NOVO PADRAO Capas Revista Quindim 8

Outro dia me perguntaram se as crianças pequenas poderiam ser racistas. O questionamento veio de uma aluna cuja filha estava sendo vítima de racismo na educação infantil. Diante dos relatos da menina, que ouvia, constantemente, de outros alunos que tinha cor de cocô, ela estava relutante em acreditar que crianças de quatro, cinco anos de idade poderiam ser racistas. “Como isso é possível?”, ela me perguntava.

Claro que o urgente aí foi acolher a dor dessa mãe. Costumo dizer que todo racismo causa dor, mas o racismo que nossas crianças sofrem adiciona outra camada: a angústia de ter que ensinar à elas estratégias para sobreviver em uma sociedade racista, em um tempo em que esperávamos não testemunhar o racismo se repetindo, após todas as lutas e conquistas. Muitos sentimentos ficam implicados aí, e o desalento é um deles.

Mas como quem pratica a maternagem não tem tempo para desalentos, depois de acolher, vem o apoio às medidas de proteção racial desta criança e da escola como um todo. Numa crescente de ações, começando com o diálogo com a escola, depois a cobrança de ações antirracistas que a instituição precisa implementar e, caso não haja resposta, a busca de ajuda em outras instâncias.

No entanto, a pergunta que essa mãe me trouxe proporciona uma reflexão que merece ser compartilhada aqui. E, antes de respondermos se uma criança pode ser racista, precisamos pensar sobre o conceito de criança.

O que é uma criança, afinal?

O conceito de criança no Ocidente passa por muitas transformações na história, mas quase todas as definições tendem a uma idealização. Ou seja, a sociedade vê a criança como deseja (ou como necessita) que ela seja, e não como é. E isso vem de longe…

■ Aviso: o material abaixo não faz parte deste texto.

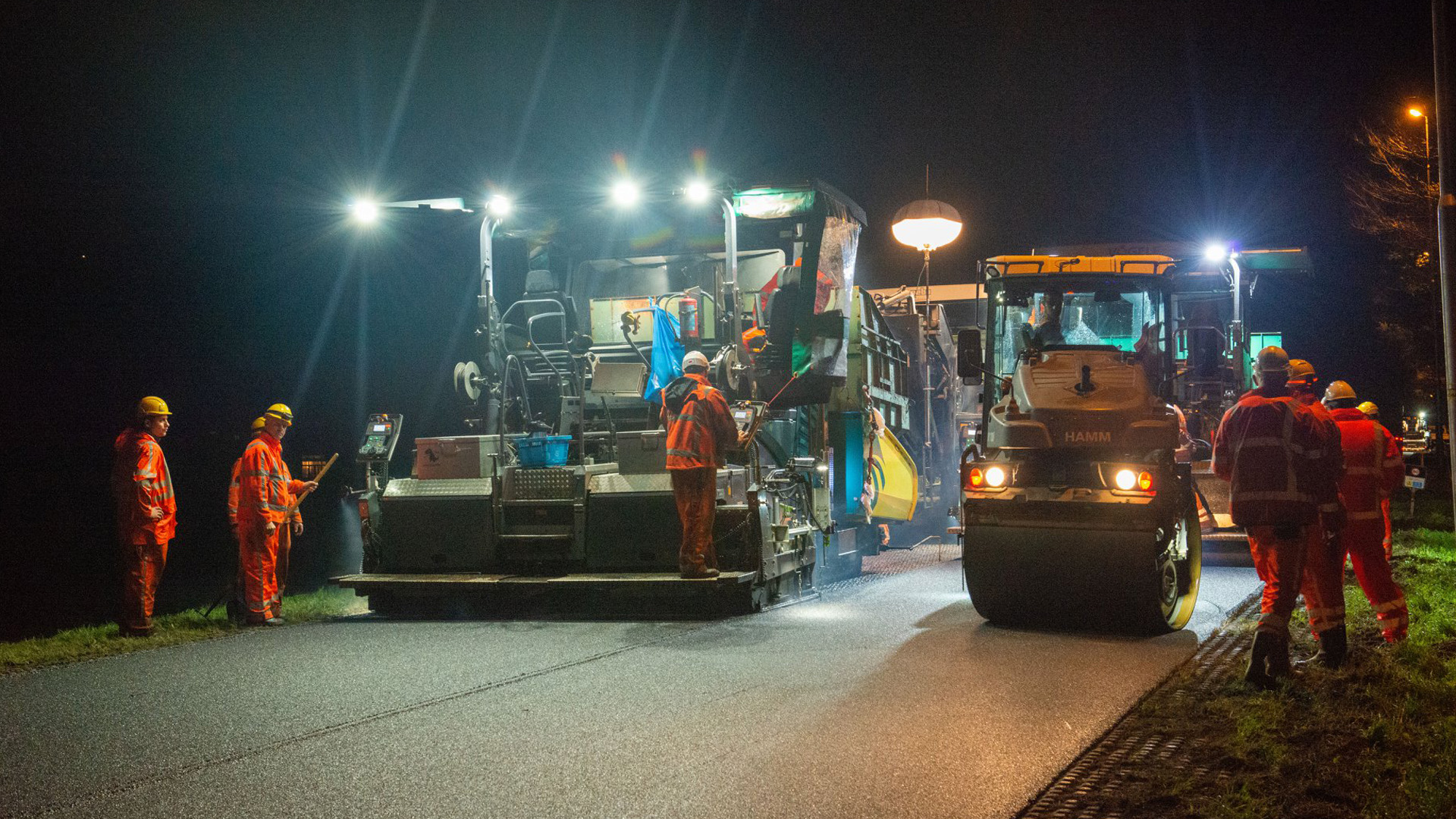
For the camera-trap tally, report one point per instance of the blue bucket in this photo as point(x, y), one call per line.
point(544, 450)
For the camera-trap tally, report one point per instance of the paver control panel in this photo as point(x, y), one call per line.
point(381, 436)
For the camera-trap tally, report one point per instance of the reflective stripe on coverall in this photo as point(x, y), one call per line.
point(1324, 585)
point(142, 483)
point(1267, 447)
point(698, 433)
point(1373, 466)
point(264, 494)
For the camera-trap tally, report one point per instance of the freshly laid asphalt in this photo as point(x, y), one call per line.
point(884, 697)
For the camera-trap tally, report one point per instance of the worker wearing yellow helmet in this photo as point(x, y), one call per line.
point(1373, 468)
point(1324, 585)
point(267, 497)
point(146, 510)
point(1258, 450)
point(235, 602)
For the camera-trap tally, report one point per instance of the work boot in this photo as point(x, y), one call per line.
point(1257, 673)
point(1332, 651)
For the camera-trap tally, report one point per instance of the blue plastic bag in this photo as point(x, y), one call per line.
point(667, 354)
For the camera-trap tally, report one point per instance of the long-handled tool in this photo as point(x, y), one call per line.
point(286, 537)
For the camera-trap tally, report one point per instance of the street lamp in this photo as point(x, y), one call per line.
point(1420, 114)
point(927, 224)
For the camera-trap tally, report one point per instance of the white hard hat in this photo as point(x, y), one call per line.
point(695, 359)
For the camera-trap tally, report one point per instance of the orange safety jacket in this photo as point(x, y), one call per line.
point(1373, 464)
point(699, 423)
point(232, 493)
point(1329, 468)
point(265, 490)
point(1270, 447)
point(140, 482)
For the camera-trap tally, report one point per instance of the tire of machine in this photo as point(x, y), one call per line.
point(1174, 583)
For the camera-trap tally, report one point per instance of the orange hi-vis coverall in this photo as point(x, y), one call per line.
point(1373, 466)
point(1324, 585)
point(142, 484)
point(265, 491)
point(1269, 447)
point(699, 428)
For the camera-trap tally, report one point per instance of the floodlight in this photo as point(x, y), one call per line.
point(625, 193)
point(366, 212)
point(927, 224)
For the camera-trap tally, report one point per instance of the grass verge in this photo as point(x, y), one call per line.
point(91, 642)
point(1373, 739)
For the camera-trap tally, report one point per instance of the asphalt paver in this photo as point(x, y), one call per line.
point(880, 698)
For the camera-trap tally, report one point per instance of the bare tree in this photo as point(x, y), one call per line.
point(1392, 202)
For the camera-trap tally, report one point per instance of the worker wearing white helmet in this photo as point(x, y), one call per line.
point(1373, 466)
point(1269, 494)
point(699, 430)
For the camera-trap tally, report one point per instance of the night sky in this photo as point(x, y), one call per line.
point(177, 178)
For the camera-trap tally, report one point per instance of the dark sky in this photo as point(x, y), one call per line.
point(177, 169)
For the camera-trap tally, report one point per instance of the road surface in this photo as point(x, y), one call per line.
point(886, 697)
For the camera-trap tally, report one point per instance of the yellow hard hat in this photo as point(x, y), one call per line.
point(152, 406)
point(281, 413)
point(1301, 372)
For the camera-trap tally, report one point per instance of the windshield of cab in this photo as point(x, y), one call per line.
point(1063, 314)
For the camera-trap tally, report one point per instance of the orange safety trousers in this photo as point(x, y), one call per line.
point(1324, 583)
point(1280, 563)
point(696, 493)
point(140, 579)
point(1362, 541)
point(258, 557)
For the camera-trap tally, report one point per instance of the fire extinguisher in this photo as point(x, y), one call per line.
point(688, 331)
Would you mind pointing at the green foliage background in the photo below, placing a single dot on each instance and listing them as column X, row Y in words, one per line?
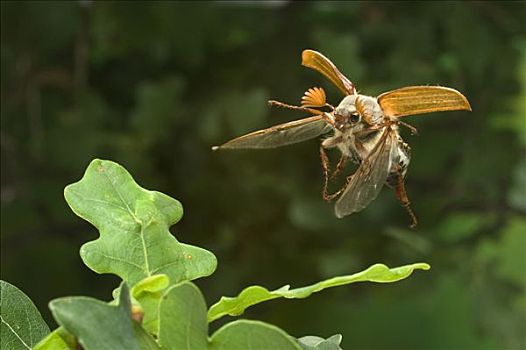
column 154, row 85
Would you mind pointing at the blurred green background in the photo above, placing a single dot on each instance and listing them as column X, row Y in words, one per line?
column 154, row 85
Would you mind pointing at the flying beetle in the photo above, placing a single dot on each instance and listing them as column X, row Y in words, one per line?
column 365, row 129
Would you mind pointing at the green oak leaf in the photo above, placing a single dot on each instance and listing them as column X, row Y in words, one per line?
column 311, row 342
column 22, row 325
column 99, row 326
column 134, row 242
column 256, row 294
column 183, row 325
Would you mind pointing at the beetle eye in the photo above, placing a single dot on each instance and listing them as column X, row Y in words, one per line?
column 355, row 118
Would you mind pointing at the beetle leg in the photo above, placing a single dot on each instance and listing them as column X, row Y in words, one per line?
column 413, row 130
column 340, row 166
column 401, row 195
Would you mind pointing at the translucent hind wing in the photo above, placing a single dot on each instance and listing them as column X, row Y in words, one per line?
column 280, row 135
column 366, row 183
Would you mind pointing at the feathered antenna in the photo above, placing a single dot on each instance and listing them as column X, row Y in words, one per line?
column 362, row 110
column 314, row 97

Por exemplo, Santo Agostinho pregou que a criança era um ser impuro e resultado direto do pecado máximo, e por isso “agente do mal” (daí a necessidade do batizado). Tal perspectiva, reproduzida e fortalecida por outras vozes importantes à época, torna a criança um incômodo social, moral e financeiro. Nesta toada, os níveis de abandono, fragilidade e mortalidade infantil chegam a padrões insustentáveis, seja do ponto de vista humano, seja do ponto de vista financeiro (custo para o Estado).

Inicia-se assim toda uma campanha de saúde para que as pessoas assumam os cuidados e a educação de seus filhos, pois o Estado e a igreja já não conseguem dar conta das necessidades das crianças abandonadas à própria sorte. Como parte da estratégia, foi preciso ensinar a sociedade a amar as crianças. Para tanto, seria preciso mudar a imagem delas. Deixar de serem vistas como pequenos demônios que só representavam gastos, doenças e preocupações (má sorte) e passar a entender toda a alegria, satisfação, realização que a presença da criança traz (boa sorte). Assim, a partir dos séculos XVII, a criança começa a ser vista como uma criatura frágil que precisa de cuidados da família, da mãe principalmente.

Depois de décadas e muito investimento na mudança da mentalidade (por meio das artes, da religião, da imprensa e de leis), o conceito de criança mudou e chegamos a essa imagem de pureza, um ser quase angelical, que não faz parte da dinâmica da realidade, que deve ser protegido de situações e temas mundanos. Ou seja, um ser não social. Como se tivesse uma data, um cronograma para sua entrada na sociedade, hoje em dia esse prazo seria em torno de dez ou onze anos – quando a criança vai para o Ensino Fundamental II, digamos.

Mas não é bem assim. De fato, a criança interage com seu meio de modo cognitivo, social e afetivo desde o berço (ou antes até), portanto um entorno racista, misógino, xenofóbico, homofóbico, capacitista, gordofóbico, já está informando e moldando essa criança desde sempre.

A partir deste ponto, podemos pensar que uma criança pequena não é racista, mas tem uma fala racista porque está em um meio racista. Daí a urgência da conscientização e do letramento racial dos jovens e adultos. Pois se a família, a escola e a mídia formam racistas, também podem formar o antirracista.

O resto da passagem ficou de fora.